Musical societies were wrapped up in railway labour. The ensembles helped make the company’s large labour force visible (and audible)— useful in aiding railways mask or divert attention from their more ‘machine’ like realities and ‘personalize’ their otherwise impersonal or mechanical operations. Moreover, class politics were not lost on the railway executives who made up musical society committees. Their chosen art-music repertoire had certain class associations and the musical societies tapped into the uses of music for philanthropy and working-class education. Railway company investment in working class benevolence was popular at this time. Many companies organized benefits and fundraisers for various charitable purposes, such as raising funds for widows, orphans, and disabled employees.

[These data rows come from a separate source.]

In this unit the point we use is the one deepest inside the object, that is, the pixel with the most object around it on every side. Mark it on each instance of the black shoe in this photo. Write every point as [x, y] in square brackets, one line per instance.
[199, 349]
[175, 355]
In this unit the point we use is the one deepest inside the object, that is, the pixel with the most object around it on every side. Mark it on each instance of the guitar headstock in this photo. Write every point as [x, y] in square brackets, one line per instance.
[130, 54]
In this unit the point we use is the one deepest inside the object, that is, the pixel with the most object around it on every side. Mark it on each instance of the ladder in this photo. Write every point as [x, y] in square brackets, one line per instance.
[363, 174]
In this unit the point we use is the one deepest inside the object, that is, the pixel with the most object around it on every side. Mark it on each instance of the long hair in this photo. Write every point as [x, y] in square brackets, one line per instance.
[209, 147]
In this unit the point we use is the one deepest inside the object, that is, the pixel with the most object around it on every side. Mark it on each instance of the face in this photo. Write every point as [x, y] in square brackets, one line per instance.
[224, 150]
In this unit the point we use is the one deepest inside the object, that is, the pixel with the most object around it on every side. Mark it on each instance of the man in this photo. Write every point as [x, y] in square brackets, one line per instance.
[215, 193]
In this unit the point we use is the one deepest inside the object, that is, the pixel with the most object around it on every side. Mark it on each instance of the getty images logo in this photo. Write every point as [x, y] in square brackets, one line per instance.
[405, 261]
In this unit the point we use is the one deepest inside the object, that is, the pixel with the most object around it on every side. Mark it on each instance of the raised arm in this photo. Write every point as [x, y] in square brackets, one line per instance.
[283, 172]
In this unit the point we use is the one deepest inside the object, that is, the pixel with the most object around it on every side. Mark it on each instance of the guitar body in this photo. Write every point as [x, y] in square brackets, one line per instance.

Music societies were commonly utilized as a resource by railway executives as entertainment at these events, and thus, music was at once a beneficial resource for the rail industry while also becoming industrialised and institutionalized itself (Rodmell, 2021). 

Further, railway musical society concert programs offer interesting insights into society activities and their programming and communications suggest the ways in which railways themselves became a form of domestic cultural product. Place and folksong-inspired pieces, especially those by British composers, were routinely showcased in musical society concerts. Interest in themes of land and landscape were also reflected in the program cover art for many concerts, especially starting in the 1920’s. Given the railway industry’s preoccupation and investment in the construction and alteration of landscape, it is unsurprising that these themes were reflected in programming choices.  

Railway musical societies illustrate one of the many connections between music making and industrialism in turn-of-the-century Britain and point to an intriguing and intimate relationship between industrialism and cultural production. I centre this relationship by drawing attention to railway musical societies in order to highlight the connections between cultural expression and economies of extraction and industrialism, in hopes of better understanding how music was entangled with industrial infrastructure and material resource, and how the fuel used to make music influenced its reception and production.  

Throughout my project, I try to consider new ways of thinking about extraction and landscape by attending closely to how the extractive industries influenced understandings of landscape and how extraction influenced music production and reception throughout the UK. Ultimately, my goal is to think about how I can contribute an alternative perspective foregrounding economic and industrial realities, a perspective that has been overlooked in past music literature which has, at times, separated music from contemporary materialist realities of economic and industrial change.